My daughter turns 14 this week regardless of whether she was able to hug her uncle in person over cake. And she’ll be okay. Whatever doesn’t kill you, they say and it’s probably true, even if we’re tired of proving it. We’re a little bruised, bone bruised even perhaps, but still out there in the cold on a 16-degree day, believing that no matter what, it’s still worth showing up. Still rescheduling birthdays with Zoom meetings with the people we love most, still singing happy birthday.

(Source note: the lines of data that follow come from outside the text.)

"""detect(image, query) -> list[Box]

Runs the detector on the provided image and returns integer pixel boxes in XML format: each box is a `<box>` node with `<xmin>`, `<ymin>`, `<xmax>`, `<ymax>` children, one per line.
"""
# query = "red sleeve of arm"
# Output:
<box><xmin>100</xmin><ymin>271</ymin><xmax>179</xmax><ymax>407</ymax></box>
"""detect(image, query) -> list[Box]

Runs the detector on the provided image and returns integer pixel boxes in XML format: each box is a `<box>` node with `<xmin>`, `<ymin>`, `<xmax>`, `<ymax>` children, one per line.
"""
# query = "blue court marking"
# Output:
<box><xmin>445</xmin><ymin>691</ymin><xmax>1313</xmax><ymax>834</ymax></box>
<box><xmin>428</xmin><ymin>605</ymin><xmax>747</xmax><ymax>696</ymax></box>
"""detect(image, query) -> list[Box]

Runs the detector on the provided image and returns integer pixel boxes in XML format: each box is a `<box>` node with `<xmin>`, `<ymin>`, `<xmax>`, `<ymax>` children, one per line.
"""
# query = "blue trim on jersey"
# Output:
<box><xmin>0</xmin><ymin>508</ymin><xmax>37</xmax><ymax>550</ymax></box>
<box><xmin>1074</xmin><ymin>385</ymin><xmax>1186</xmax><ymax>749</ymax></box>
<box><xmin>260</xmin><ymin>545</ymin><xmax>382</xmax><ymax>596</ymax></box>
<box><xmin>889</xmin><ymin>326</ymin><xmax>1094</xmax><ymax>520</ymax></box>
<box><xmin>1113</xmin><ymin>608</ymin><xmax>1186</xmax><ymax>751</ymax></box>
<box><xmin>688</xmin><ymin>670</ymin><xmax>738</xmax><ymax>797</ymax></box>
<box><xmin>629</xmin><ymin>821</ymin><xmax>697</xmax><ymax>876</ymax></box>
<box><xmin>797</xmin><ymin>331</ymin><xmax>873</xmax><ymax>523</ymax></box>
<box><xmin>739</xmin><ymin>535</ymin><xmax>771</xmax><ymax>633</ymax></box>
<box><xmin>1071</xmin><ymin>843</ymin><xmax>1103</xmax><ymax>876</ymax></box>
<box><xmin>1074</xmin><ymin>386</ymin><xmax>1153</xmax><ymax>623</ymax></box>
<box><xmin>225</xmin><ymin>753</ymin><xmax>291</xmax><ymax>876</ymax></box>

Over Christmas, our family went to Cabo San Lucas. We (I) sweated the return COVID test requirement a little, but it turned out fine. We watched whales sound and rode horses on the beach and watched the sun rise over the ocean and ate fresh seafood and papaya. We family’d. Yes, we’re tired and a little bruised. Our nerves are singing. We’re frustrated, angry and literally (literally!) vibrating with news and opinions and reminders to Move! and Breathe! But we’re still here and even on the hardest days, we’re showing up for the sunrise.